# New and Revised Decisions for 2010



## Fourputt (Nov 18, 2006)

See HERE for the list of decision changes and revisions for next year.

See HERE for the discussion and thinking behind a new decision 20-2a/8. It's a short read and gives some good info into how the USGA and the R&A go about the process.

HERE is also a further clarification on the use of electronic measuring devices. Note particularly where it says that any device which recommends a club selection is not allowed under this rule. I know that some of the current GPS have that ability... they would not be legal for competition use, even if that feature is turned off.


----------



## broken tee (Jan 13, 2008)

At a glance there is some ineresting subjects to know why...should be interesting. are you ready to rumble if I have a question?


----------



## Surtees (Sep 11, 2007)

gee thats a lot of wording in there do you think sometimes they change/update to manny rules?


----------



## Fourputt (Nov 18, 2006)

Surtees said:


> gee thats a lot of wording in there do you think sometimes they change/update to manny rules?


Don't confuse this with rule changes. These are only decisions that are affected, not Rules. Most of the decisions on that list are being revised for better clarity, or they are being deleted because they aren't needed. There are actually only a couple of new decisions. 

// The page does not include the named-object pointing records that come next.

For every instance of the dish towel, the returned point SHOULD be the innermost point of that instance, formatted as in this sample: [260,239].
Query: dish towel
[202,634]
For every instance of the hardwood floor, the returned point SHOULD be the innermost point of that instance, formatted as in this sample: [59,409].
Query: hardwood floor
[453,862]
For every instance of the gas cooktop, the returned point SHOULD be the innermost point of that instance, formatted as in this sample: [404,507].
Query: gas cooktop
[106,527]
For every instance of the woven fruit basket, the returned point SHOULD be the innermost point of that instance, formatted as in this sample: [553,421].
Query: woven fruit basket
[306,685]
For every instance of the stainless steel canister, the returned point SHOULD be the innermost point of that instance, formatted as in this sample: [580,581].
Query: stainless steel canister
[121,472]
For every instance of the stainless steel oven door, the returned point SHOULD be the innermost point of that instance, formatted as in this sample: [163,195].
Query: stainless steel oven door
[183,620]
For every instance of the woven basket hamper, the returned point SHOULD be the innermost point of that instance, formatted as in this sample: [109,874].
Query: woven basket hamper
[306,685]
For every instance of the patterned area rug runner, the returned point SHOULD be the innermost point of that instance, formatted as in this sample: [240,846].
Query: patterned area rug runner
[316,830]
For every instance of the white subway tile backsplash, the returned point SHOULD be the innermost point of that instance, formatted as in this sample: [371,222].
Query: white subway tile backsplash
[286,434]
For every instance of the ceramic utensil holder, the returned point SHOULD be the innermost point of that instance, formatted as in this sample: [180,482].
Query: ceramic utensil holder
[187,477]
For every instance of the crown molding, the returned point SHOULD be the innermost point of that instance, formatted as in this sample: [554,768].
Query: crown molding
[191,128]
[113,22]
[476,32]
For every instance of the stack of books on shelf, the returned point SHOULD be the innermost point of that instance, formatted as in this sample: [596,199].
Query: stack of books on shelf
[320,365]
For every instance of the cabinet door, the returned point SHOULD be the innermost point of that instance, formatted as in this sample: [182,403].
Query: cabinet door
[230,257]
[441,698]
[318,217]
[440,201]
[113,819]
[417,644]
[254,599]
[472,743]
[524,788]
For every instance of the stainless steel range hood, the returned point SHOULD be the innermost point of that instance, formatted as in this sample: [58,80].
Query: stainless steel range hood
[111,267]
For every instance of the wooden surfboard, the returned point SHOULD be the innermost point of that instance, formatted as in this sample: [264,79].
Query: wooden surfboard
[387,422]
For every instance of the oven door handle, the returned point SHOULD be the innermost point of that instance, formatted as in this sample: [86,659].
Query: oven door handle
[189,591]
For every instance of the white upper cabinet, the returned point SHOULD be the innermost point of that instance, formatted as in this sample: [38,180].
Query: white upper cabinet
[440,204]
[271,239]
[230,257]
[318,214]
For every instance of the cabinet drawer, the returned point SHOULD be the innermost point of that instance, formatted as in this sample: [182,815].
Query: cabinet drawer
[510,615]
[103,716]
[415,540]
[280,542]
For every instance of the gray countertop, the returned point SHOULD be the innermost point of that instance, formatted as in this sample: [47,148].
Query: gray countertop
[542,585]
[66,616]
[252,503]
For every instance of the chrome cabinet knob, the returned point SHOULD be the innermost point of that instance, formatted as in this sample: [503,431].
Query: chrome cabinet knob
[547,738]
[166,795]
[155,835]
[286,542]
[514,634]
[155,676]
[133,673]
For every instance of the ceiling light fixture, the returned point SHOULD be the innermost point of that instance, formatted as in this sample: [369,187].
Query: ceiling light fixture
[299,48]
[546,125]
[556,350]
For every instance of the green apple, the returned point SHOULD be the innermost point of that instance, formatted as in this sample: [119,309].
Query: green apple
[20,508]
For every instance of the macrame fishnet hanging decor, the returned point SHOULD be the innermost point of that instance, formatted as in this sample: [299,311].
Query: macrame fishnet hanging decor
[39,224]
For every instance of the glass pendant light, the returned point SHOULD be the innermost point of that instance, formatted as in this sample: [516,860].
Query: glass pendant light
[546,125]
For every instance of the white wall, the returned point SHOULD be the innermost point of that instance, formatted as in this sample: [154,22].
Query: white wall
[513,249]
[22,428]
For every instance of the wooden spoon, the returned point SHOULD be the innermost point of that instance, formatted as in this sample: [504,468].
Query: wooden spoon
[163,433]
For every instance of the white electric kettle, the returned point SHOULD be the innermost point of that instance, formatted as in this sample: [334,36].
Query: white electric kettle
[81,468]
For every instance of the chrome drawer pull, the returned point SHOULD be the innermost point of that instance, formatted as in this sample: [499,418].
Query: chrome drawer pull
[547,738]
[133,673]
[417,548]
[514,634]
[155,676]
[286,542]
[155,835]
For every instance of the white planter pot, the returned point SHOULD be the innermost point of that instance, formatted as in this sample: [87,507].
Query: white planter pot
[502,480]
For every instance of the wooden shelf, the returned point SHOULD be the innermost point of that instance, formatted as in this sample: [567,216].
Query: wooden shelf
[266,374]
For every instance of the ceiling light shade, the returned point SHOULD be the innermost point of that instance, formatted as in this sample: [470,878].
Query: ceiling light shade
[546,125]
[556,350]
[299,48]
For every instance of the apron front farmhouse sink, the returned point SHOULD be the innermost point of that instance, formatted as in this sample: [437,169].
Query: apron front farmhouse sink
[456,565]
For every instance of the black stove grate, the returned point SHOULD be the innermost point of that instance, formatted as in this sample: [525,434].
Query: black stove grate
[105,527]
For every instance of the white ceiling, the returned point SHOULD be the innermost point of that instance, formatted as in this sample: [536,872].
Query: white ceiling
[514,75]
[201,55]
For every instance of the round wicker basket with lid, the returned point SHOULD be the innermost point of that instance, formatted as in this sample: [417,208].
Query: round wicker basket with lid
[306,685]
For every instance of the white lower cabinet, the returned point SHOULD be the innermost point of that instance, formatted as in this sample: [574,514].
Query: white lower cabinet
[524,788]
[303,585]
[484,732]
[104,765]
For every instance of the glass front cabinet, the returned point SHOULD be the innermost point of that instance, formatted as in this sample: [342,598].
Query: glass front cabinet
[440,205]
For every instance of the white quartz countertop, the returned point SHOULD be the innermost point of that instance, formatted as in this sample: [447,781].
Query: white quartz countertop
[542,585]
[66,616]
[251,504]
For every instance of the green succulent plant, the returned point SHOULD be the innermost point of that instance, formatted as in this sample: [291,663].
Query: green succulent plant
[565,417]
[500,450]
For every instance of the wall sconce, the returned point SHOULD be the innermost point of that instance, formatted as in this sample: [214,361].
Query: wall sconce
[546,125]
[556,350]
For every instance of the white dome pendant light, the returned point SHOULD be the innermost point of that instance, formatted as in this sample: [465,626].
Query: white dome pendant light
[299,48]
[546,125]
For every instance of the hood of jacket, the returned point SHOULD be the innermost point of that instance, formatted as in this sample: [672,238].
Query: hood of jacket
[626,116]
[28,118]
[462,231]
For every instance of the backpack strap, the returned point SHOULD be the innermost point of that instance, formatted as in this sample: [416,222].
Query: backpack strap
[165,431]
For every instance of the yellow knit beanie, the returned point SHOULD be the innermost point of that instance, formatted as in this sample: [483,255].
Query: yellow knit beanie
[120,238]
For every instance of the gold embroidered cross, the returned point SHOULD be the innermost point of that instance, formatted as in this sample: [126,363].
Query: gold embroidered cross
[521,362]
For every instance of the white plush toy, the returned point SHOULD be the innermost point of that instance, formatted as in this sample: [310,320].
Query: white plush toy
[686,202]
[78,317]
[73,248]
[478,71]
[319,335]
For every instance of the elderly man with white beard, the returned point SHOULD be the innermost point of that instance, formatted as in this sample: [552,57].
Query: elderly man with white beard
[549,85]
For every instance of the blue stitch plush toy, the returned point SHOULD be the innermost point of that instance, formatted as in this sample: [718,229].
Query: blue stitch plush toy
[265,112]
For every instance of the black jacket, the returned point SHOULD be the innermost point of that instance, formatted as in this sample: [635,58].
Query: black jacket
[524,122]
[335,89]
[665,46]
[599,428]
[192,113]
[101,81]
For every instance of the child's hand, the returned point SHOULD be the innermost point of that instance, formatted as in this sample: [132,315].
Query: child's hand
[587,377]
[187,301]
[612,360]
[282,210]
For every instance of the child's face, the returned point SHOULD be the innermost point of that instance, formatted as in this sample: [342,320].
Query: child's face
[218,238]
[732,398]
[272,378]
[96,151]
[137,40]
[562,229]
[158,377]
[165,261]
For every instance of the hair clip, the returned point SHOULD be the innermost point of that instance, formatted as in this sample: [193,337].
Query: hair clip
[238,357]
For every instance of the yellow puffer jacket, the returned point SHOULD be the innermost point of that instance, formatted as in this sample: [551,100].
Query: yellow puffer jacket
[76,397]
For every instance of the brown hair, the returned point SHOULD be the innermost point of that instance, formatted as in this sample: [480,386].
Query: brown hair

The Rules of Golf are only changed to any significant extent every fourth year unless a major issue pops up... the next such change will be in 2012.


----------



## broken tee (Jan 13, 2008)

Ok Rick I read the articles and the decisions are good and sound can't even think of why I would question them. The only thing I would change if I was on the rules commitee is the measuring devices, ban them all. Make just like it was when you and I were watching Shells wonderful World of Golf... the mind of the Golfer and his caddy even general play.


----------



## Fourputt (Nov 18, 2006)

broken tee said:


> Ok Rick I read the articles and the decisions are good and sound can't even think of why I would question them. The only thing I would change if I was on the rules commitee is the measuring devices, ban them all. Make just like it was when you and I were watching Shells wonderful World of Golf... the mind of the Golfer and his caddy even general play.


But the devices are a substitute for the caddy. Besides, I spend some $500+ on my GPS and laser.... gotta use them for a few more years just to get my money's worth.


----------



## broken tee (Jan 13, 2008)

Fourputt said:


> But the devices are a substitute for the caddy. Besides, I spend some $500+ on my GPS and laser.... gotta use them for a few more years just to get my money's worth.


I know, I'd feel the same way, besides I'd like one and my conscience, well, she says no!


----------